Cryptography (Network security)

Cryptography (from now on “crypto”, you might as well call cryptocurrencies “currencies”) is how we do security over the Internet, so I will discuss how these concepts are applied to username/password authentication we’re all still using for some reason. Because it suits Google et al, perhaps?

With computers modern crypto is based on math, though traditionally it was based on linguistics. Like when fictional journalist Jack Peters spells secret messages in the final letters of alternating words of his news articles. You’ll still see linguistic crypto as “cryptogram” puzzles to break or in fiction.

The mathematical foundations behind crypto are the concept of “trapdoor” functions. These are combinations of math operators which are to the best of our knowledge trivial to compute yet essentially impossible to reverse.

E.g. exponentiation + remainder, or multiplying two primes.

Hash functions are formulas which converts some arbitrary ammount of input to a fixed ammount of output. The mapping from inputs to output is supposed to be unpredictable, beyond the fact the same inputs always gives you the same output.

Webservices use hashing to check your passwords without storing them in a form useful to the inevitable break-in.

Outside crypto: Distributed networking often uses hashes. Random number generators are built on them, as are efficient key-value mappings.

Encryption scrambles some sequence of data so that it’s unreadable unless you know a secret “key”. With Symmetric Encryption the same key is used both to encrypt & decrypt the data.

Symmetric encryption is used by password managers so noone without your password (given it’s good enough) can read your password vault, not even the devs. Your OS might also use it to protect all the data saved to your harddrive.

The main trick is elongating the key to hide any patterns in the data.

Asymmetric encryption uses different, but related via a trapdoor function, “keys” to encrypt & decrypt the data.

You use assymmetric encryption when connecting to just about any website today. Especially those requiring/managing payments (terrible idea to transmit your credit number in “plaintext” where any attacker can wiretap it!) or you log into. Theoretically assymetric encryption could be a more secure (the server never sees your private key) & user friendly (it doesn’t expect you to be able to come up with a secure password) way to authenticate.
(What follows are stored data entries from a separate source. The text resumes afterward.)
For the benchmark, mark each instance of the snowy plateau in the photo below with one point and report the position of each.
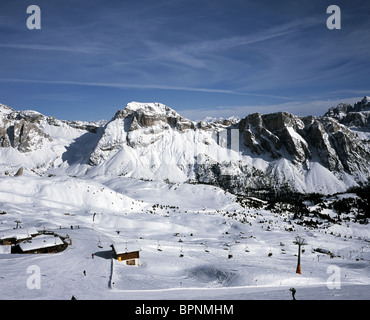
(213, 207)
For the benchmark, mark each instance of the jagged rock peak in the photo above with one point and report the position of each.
(149, 109)
(141, 115)
(343, 109)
Encryption & hashing involves applying a relevant trapdoor function, the main difference is you can decrypt encrypted data.

Combine hashing & assymmetric encryption and you get crypto signatures! These play the same role your IRL signature does in beaurocracy. Letting you prove who sent a message without encrypting the whole thing, probably because you want to make that public.
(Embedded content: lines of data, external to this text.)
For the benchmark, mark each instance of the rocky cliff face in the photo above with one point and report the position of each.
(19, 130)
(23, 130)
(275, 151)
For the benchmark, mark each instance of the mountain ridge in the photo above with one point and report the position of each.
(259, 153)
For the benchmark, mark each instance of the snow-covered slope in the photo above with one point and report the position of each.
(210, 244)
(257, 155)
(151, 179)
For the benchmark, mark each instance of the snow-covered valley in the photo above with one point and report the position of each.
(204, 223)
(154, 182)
This is used e.g. to check you obtained the correct key for a domain name & that noone’s intercepting your messages. By checking it was vouched for by a “certificate authority” like Let’s Encrypt.
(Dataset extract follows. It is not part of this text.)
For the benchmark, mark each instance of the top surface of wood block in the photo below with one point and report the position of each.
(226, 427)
Feel free to doubt this trust model!

I really don’t know much about this, but there’s research into “homomorphic encryption” that lets you encrypt data so that an untrusted service can process it but not actually read the data.

This is used e.g. to anonymously tally digital votes in the CHVote & HeliosC protocols as implemented in Belenios amongst others.

Homomorphic encryption may add more nuance to this statement in the future, but online & offline security are two seperate beasts. Online security is done via cryptography, offline security is done via if checks.

When Hollywood wants that not to be the case, they place a crypto key on your computer & sue you if/when you find it. Then send DMCA takedowns to Github.

I strongly believe the international laws they sue under are unjust.

Final topic from me: The computer geek’s approach to leaving a will, Shamer’s Secret Sharing! Which is implemented as e.g. Dark Crystal.

This allows you to unlock a crypto key only when n of m parties agree to do so, for your choice of n & m.

To do so you generate a random n-degree polynomial & sample m points from it to hand to the different parties. Solving for x=0 gives you the key.